Tuesday, January 10, 2012

Alternative Destinies

"He came home one night, drunk. And he looked at me and said,'Shut the F--- up,' but I didn't say anything. I just went into my room...we stopped sleeping together long before that. The next morning I woke up and told him, 'If you ever come home like that again, it'll be the last time, because the next morning, you'll find the house empty.'

"I never knew he was a drinker when we first got married." She folded her clothes very carefully. "And years later some fellow I didn't even know asked me why we stayed married. Of course I told him it was for the kids, and he said that he figured that was the reason. I didn't even know him, and so I wondered what all the other people talked about it."  Then she leaned back, and stared off into space.  "I was dating someone else when I met him, and that was the biggest mistake I ever made, leaving that other guy. I saw him one day about two years ago, and he said to me, 'Do you remember me?' and I said, 'Oh yes I do!'  'Course my kids know him but they didn't know we ever dated. Still, I wonder how different my life would have been if I had never broken up with him."

She resumed folding her clothes, and I pondered his words. It's always amazing how people share the most intimate details when we start visiting at our laundromat.  I've heard about lovers, arrests, dead relatives, divorces, and kids.  But this was the first time this particular customer had told me about her drinking spouse, and her thoughts about the "what ifs" of life hit close to home.

You see, every year our boys have to complete a science project, one that is probably for the National Science Project. And every year my eleven-year-old chooses the World's Most Obscure Idea for his project. This year he somehow decided to research and present the concenpts of Ten...or actually, Eleven Dimensions.  And I'm trying to decide how he's going to make it through this project without putting my brain into the last of these dimensions.

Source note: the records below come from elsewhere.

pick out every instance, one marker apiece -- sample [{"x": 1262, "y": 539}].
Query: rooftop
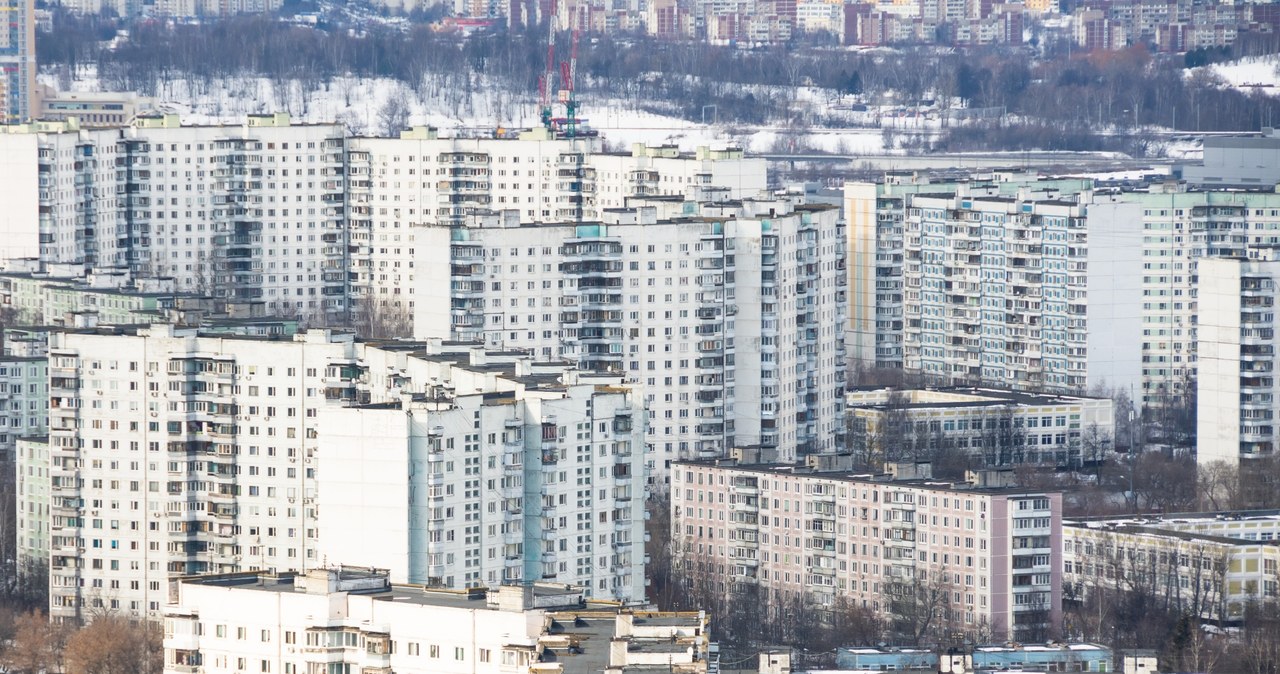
[{"x": 858, "y": 477}]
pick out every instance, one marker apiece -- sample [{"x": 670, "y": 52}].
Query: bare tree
[
  {"x": 36, "y": 647},
  {"x": 114, "y": 645}
]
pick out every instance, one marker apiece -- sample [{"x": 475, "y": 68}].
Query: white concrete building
[
  {"x": 777, "y": 533},
  {"x": 1008, "y": 285},
  {"x": 251, "y": 212},
  {"x": 173, "y": 453},
  {"x": 497, "y": 471},
  {"x": 176, "y": 450},
  {"x": 23, "y": 388},
  {"x": 301, "y": 218},
  {"x": 346, "y": 619},
  {"x": 728, "y": 313},
  {"x": 1237, "y": 400},
  {"x": 1208, "y": 564}
]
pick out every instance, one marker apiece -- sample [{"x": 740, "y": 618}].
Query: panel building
[
  {"x": 173, "y": 452},
  {"x": 1237, "y": 400},
  {"x": 220, "y": 207},
  {"x": 992, "y": 555},
  {"x": 993, "y": 285},
  {"x": 353, "y": 619},
  {"x": 728, "y": 313},
  {"x": 999, "y": 427},
  {"x": 18, "y": 101},
  {"x": 1207, "y": 564},
  {"x": 499, "y": 471}
]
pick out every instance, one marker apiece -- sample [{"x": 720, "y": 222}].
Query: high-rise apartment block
[
  {"x": 1206, "y": 564},
  {"x": 301, "y": 218},
  {"x": 172, "y": 453},
  {"x": 1037, "y": 284},
  {"x": 993, "y": 284},
  {"x": 1237, "y": 400},
  {"x": 17, "y": 62},
  {"x": 995, "y": 426},
  {"x": 728, "y": 313},
  {"x": 993, "y": 556},
  {"x": 498, "y": 471}
]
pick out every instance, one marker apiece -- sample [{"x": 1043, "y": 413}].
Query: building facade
[
  {"x": 23, "y": 388},
  {"x": 999, "y": 427},
  {"x": 18, "y": 100},
  {"x": 174, "y": 450},
  {"x": 1235, "y": 354},
  {"x": 992, "y": 555},
  {"x": 1208, "y": 564},
  {"x": 220, "y": 207},
  {"x": 339, "y": 619},
  {"x": 501, "y": 471},
  {"x": 728, "y": 313}
]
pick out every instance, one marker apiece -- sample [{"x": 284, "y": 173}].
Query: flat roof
[{"x": 858, "y": 477}]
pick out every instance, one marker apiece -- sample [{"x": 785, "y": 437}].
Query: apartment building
[
  {"x": 248, "y": 212},
  {"x": 1235, "y": 352},
  {"x": 23, "y": 388},
  {"x": 1130, "y": 279},
  {"x": 728, "y": 313},
  {"x": 55, "y": 301},
  {"x": 993, "y": 555},
  {"x": 1208, "y": 564},
  {"x": 33, "y": 489},
  {"x": 300, "y": 218},
  {"x": 94, "y": 109},
  {"x": 339, "y": 619},
  {"x": 173, "y": 453},
  {"x": 876, "y": 215},
  {"x": 1182, "y": 229},
  {"x": 18, "y": 97},
  {"x": 1002, "y": 289},
  {"x": 499, "y": 471},
  {"x": 178, "y": 450},
  {"x": 1001, "y": 427}
]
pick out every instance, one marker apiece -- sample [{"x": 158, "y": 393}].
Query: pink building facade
[{"x": 990, "y": 560}]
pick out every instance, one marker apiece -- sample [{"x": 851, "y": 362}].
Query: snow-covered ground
[
  {"x": 1252, "y": 73},
  {"x": 461, "y": 102}
]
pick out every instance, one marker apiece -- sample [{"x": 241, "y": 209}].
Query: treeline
[
  {"x": 1059, "y": 102},
  {"x": 30, "y": 643}
]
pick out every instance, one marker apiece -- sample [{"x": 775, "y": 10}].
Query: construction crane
[
  {"x": 568, "y": 74},
  {"x": 547, "y": 81}
]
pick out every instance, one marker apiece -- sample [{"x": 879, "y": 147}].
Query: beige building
[
  {"x": 1210, "y": 564},
  {"x": 992, "y": 556}
]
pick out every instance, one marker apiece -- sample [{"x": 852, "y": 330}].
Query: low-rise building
[
  {"x": 1008, "y": 658},
  {"x": 23, "y": 389},
  {"x": 1001, "y": 427},
  {"x": 1208, "y": 564},
  {"x": 991, "y": 555},
  {"x": 94, "y": 110},
  {"x": 347, "y": 619}
]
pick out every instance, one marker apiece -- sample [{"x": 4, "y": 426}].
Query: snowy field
[
  {"x": 1253, "y": 73},
  {"x": 460, "y": 102}
]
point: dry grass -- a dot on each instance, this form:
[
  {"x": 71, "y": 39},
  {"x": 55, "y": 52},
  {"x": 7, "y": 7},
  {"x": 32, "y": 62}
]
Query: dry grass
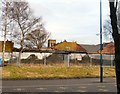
[{"x": 38, "y": 71}]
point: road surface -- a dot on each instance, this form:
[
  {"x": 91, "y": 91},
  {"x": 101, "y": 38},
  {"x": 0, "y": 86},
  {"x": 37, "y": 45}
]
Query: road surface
[{"x": 61, "y": 85}]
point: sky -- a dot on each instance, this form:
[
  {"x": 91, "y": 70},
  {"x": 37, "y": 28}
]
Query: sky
[{"x": 71, "y": 20}]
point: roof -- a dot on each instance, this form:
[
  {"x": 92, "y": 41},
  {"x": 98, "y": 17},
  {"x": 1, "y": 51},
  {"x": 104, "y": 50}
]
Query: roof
[
  {"x": 91, "y": 48},
  {"x": 69, "y": 46},
  {"x": 109, "y": 48}
]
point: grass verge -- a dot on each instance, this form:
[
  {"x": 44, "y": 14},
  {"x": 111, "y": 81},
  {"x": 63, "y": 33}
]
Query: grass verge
[{"x": 31, "y": 71}]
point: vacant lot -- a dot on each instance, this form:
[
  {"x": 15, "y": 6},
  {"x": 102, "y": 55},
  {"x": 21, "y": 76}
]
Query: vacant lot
[{"x": 36, "y": 71}]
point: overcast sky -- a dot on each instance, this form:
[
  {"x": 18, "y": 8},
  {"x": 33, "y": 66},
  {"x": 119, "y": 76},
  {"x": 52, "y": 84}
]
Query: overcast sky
[{"x": 71, "y": 20}]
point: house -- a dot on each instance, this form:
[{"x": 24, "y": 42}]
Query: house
[
  {"x": 69, "y": 46},
  {"x": 107, "y": 53},
  {"x": 109, "y": 49},
  {"x": 76, "y": 51}
]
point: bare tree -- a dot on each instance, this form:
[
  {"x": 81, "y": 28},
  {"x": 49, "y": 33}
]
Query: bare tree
[
  {"x": 24, "y": 22},
  {"x": 107, "y": 29},
  {"x": 5, "y": 24},
  {"x": 36, "y": 38},
  {"x": 116, "y": 36}
]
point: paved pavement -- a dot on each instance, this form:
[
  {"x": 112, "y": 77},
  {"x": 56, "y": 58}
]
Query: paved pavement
[{"x": 61, "y": 85}]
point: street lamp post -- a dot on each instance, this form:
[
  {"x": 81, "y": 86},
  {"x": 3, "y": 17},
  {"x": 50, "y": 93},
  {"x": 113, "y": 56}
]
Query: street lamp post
[{"x": 101, "y": 46}]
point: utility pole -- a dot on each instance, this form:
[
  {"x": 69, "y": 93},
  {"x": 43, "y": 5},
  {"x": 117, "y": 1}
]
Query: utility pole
[
  {"x": 5, "y": 32},
  {"x": 101, "y": 46}
]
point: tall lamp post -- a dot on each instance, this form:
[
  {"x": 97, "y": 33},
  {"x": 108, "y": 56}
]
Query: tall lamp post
[{"x": 101, "y": 46}]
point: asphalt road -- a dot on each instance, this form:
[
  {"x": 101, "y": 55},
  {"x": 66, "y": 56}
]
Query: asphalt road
[{"x": 61, "y": 85}]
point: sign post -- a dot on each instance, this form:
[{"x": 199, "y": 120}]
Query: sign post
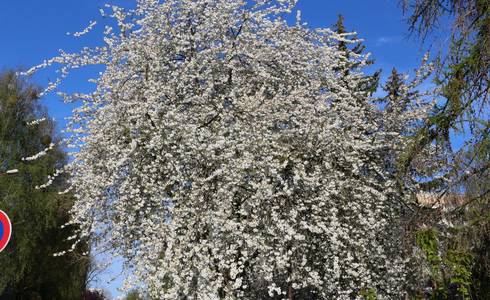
[{"x": 5, "y": 230}]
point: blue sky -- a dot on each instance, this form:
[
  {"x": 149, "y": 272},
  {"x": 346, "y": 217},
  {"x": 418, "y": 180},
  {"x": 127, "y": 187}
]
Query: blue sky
[{"x": 34, "y": 30}]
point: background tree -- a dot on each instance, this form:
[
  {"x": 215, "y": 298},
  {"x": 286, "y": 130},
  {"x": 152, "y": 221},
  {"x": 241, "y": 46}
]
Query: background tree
[
  {"x": 353, "y": 49},
  {"x": 225, "y": 153},
  {"x": 463, "y": 76},
  {"x": 29, "y": 270}
]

In case you haven't ever heard of this concept, let's just say that the zero dimension is a point, the first is a line, then there are two dimensional things. Everyone lives in the third, and the fourth is time. Those are truly the only ones we can understand. The rest are theoretical, but that doesn't stop lots of people from trying to make sense of them. The final is all the alternative possibilities for that first point, leads to the concept of string theory, and some place in between is quantam mechanics.  Understood? If not, let's just say that I'm not sure I do either.

Youngest watched a You Tube video first, then a Nova episode on String Theory, then I showed him some other websites that referred to the various dimensions.  His eyes glazed over by the time we started looking that math that people had developed to explain each dimension, and I encouraged him often to reconsider a new topic. But he's pigheaded like his mother, so I expect soon to have a tri-folded presentation about these theories before the end of next month.  Still, it was the idea that all of us could have alternative lives, that we could have married other people, not married, not graduated from school or chose the priesthood or something else very different from our current lives that intrigued me.  And after listening to this woman today, I had to examine my own ideas on this.

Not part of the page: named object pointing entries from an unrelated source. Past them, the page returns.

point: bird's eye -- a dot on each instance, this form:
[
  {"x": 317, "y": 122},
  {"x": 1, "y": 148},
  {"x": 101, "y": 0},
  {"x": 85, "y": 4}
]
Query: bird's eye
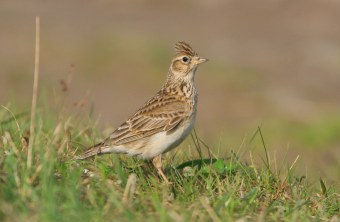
[{"x": 185, "y": 59}]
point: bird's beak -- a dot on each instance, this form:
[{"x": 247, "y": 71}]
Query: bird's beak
[{"x": 199, "y": 60}]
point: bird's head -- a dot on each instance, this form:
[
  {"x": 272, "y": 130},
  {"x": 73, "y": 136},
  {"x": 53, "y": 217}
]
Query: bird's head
[{"x": 186, "y": 61}]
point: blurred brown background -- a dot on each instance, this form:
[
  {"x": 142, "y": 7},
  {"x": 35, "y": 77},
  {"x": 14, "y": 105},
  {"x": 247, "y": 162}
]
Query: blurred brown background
[{"x": 273, "y": 63}]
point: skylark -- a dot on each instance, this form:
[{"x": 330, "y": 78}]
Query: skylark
[{"x": 164, "y": 121}]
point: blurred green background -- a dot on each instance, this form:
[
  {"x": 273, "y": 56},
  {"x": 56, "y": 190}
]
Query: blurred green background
[{"x": 273, "y": 63}]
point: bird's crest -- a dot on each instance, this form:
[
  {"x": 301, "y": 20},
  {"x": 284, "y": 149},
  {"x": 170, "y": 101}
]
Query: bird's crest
[{"x": 185, "y": 48}]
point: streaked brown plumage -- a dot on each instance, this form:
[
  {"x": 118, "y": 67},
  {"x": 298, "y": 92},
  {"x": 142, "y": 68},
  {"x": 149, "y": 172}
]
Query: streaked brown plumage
[{"x": 165, "y": 120}]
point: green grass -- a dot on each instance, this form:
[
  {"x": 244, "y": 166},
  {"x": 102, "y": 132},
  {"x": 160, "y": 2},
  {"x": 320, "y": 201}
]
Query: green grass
[{"x": 118, "y": 188}]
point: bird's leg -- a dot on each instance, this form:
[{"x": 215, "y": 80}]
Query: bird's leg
[{"x": 157, "y": 163}]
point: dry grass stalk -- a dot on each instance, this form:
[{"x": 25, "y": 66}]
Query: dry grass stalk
[{"x": 35, "y": 92}]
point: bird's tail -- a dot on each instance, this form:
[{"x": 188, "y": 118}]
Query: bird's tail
[{"x": 97, "y": 149}]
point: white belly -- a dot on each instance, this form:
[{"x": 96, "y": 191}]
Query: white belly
[{"x": 163, "y": 142}]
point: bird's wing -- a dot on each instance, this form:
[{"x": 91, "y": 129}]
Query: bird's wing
[{"x": 157, "y": 115}]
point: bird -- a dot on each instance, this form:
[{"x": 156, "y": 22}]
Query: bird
[{"x": 164, "y": 121}]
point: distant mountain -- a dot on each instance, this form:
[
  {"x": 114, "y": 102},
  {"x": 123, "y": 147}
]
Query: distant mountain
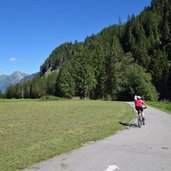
[{"x": 7, "y": 80}]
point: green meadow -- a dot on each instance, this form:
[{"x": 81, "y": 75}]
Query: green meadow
[
  {"x": 34, "y": 130},
  {"x": 165, "y": 106}
]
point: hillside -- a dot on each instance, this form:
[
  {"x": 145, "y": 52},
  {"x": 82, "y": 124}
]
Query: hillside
[
  {"x": 120, "y": 61},
  {"x": 7, "y": 80}
]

I'm a person that truly loves concrete concepts.  This idea that there's a universe somewhere where I might have a pierced nose is more than I want to accept!  And I can't imagine my life without our sons, nor marrying someone besides The Man Who Puts Up With Me.  All that said, I wonder if there's another Me out there that doesn't struggle with weight problems, or maybe went on to get her Master's degree or even became a famous actress or something.  I know that the possibilities in the tenth dimension are only limited to the size of our imagination. Still, I'd like to imagine a much nicer house, more money, and a housekeeper. The rest of my reality is fine.

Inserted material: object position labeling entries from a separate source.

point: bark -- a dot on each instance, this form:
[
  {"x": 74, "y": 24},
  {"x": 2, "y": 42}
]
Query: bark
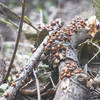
[{"x": 60, "y": 52}]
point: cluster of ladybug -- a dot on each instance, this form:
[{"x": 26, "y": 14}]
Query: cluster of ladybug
[
  {"x": 60, "y": 34},
  {"x": 55, "y": 48},
  {"x": 69, "y": 70}
]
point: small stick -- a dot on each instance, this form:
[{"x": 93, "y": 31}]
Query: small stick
[
  {"x": 37, "y": 84},
  {"x": 17, "y": 42}
]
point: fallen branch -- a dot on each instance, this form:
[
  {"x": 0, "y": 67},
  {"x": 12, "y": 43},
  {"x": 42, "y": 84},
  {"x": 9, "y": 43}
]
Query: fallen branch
[{"x": 60, "y": 52}]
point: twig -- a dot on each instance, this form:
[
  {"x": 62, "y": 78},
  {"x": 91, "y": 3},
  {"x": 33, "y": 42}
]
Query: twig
[
  {"x": 96, "y": 53},
  {"x": 17, "y": 41},
  {"x": 93, "y": 57},
  {"x": 52, "y": 82},
  {"x": 5, "y": 9},
  {"x": 37, "y": 84}
]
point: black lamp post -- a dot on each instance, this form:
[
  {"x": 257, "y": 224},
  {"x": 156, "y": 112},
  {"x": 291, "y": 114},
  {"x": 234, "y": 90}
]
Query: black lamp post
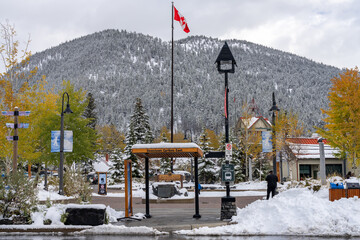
[
  {"x": 191, "y": 161},
  {"x": 226, "y": 64},
  {"x": 61, "y": 167},
  {"x": 273, "y": 109}
]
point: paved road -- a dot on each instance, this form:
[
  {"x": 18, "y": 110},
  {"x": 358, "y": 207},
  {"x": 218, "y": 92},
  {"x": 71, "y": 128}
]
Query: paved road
[{"x": 175, "y": 216}]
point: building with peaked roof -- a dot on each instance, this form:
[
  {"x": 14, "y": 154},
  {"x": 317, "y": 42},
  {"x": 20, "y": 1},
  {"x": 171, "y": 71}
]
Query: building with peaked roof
[{"x": 303, "y": 159}]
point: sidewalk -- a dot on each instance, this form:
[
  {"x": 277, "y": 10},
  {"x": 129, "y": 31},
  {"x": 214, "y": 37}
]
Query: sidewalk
[{"x": 173, "y": 219}]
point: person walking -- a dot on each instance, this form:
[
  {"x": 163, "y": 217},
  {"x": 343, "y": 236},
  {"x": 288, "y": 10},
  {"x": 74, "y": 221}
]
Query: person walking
[{"x": 272, "y": 184}]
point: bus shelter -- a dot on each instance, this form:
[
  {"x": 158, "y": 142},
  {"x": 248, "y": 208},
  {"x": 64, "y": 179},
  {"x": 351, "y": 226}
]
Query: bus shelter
[{"x": 169, "y": 150}]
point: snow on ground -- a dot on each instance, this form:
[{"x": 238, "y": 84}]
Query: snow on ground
[
  {"x": 297, "y": 211},
  {"x": 120, "y": 230}
]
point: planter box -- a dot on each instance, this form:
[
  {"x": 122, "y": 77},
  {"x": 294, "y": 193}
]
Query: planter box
[
  {"x": 352, "y": 193},
  {"x": 336, "y": 194}
]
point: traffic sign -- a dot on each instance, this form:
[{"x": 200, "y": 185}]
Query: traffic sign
[
  {"x": 227, "y": 173},
  {"x": 11, "y": 113},
  {"x": 24, "y": 113},
  {"x": 20, "y": 125},
  {"x": 228, "y": 151},
  {"x": 7, "y": 113},
  {"x": 10, "y": 138}
]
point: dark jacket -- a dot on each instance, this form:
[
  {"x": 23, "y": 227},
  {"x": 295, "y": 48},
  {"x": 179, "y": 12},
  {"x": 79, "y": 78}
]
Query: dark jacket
[{"x": 272, "y": 180}]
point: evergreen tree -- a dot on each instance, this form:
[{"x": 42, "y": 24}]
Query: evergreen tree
[
  {"x": 261, "y": 166},
  {"x": 165, "y": 163},
  {"x": 138, "y": 132},
  {"x": 118, "y": 165},
  {"x": 207, "y": 167}
]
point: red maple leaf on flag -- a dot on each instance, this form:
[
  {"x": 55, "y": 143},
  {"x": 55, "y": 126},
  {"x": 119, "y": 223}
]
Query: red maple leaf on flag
[{"x": 181, "y": 19}]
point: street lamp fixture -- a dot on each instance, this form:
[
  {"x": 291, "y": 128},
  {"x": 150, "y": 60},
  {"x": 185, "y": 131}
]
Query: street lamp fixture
[
  {"x": 226, "y": 64},
  {"x": 225, "y": 61},
  {"x": 61, "y": 167}
]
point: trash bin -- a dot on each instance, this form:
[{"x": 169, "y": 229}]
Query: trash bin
[
  {"x": 336, "y": 191},
  {"x": 353, "y": 189},
  {"x": 336, "y": 185}
]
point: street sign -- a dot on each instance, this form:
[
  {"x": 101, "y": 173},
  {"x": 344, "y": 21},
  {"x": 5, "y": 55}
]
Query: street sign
[
  {"x": 55, "y": 141},
  {"x": 11, "y": 113},
  {"x": 10, "y": 138},
  {"x": 7, "y": 113},
  {"x": 24, "y": 113},
  {"x": 21, "y": 125},
  {"x": 266, "y": 137},
  {"x": 228, "y": 151},
  {"x": 227, "y": 173}
]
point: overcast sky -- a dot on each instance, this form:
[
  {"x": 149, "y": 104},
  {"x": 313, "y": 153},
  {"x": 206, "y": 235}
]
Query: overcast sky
[{"x": 326, "y": 31}]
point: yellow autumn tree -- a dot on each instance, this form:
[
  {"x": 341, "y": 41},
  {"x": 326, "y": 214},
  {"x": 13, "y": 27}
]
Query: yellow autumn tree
[
  {"x": 15, "y": 91},
  {"x": 342, "y": 119}
]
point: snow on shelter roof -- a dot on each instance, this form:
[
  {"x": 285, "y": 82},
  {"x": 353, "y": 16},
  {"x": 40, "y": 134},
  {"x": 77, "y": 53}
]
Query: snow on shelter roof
[{"x": 160, "y": 150}]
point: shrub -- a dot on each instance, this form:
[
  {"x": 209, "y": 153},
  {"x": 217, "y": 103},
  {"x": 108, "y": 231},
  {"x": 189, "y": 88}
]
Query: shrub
[
  {"x": 75, "y": 184},
  {"x": 18, "y": 196}
]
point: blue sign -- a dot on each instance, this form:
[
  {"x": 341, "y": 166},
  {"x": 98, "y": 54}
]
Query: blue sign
[
  {"x": 266, "y": 141},
  {"x": 55, "y": 141}
]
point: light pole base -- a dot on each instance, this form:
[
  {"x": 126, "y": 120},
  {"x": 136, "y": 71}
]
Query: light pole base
[{"x": 228, "y": 208}]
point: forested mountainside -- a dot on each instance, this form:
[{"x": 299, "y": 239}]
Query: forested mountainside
[{"x": 119, "y": 66}]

I can relate to times in my life when I've made a decision that I later regretted.  No doubt about it, my twenties were wasted on choices I made that were quite bad. But I made the left turn to change my life. And like this woman, I've met up with the Guy I Used to Date. Believe me, I got the better choice with the one I married. Unlike her, my marriage hasn't been a prision sentence, where time dragged mercilessly on. I can't believe it's been eighteen years.

I feel for the woman at the laundromat. It's got to be tough to look back on life and wish you had taken a left instead of a right.  It's tough to be glad your husband is dead, to know you would NEVER marry again because it was a hassle.  My reality is better, even if no one can really understand it except our Youngest Son.

1 comment:

  1. Hi Beth! I've thought about this quite often from time to time. It's hard for me to wrap my head around parallel universes or dimensions though. But there's something really hopeful and exciting at the thought that 'out there', I'm ALREADY all the things I'm striving to be today. Like - somewhere, in some time, I'm already completely synced and aligned with my True Nature and Life Purpose. I'm already the embodiment of Peace, Light, Love and Compassion. I've already figured out what to do 'next' and consistently transition with ease.

    And if I'm remembering correctly (my memory's still hazy being that I'm still in THIS dimension and not in the one where my Memory outputs with ease)~ is Quantum Leap the ability to immediately materialize something from another dimension now, without the evolution and time it may take otherwise?

    There is so much I don't know ~ and all I don't know is FASCINATING to me.

    I would love to know how Youngest captures this in a Science Project. What a star!!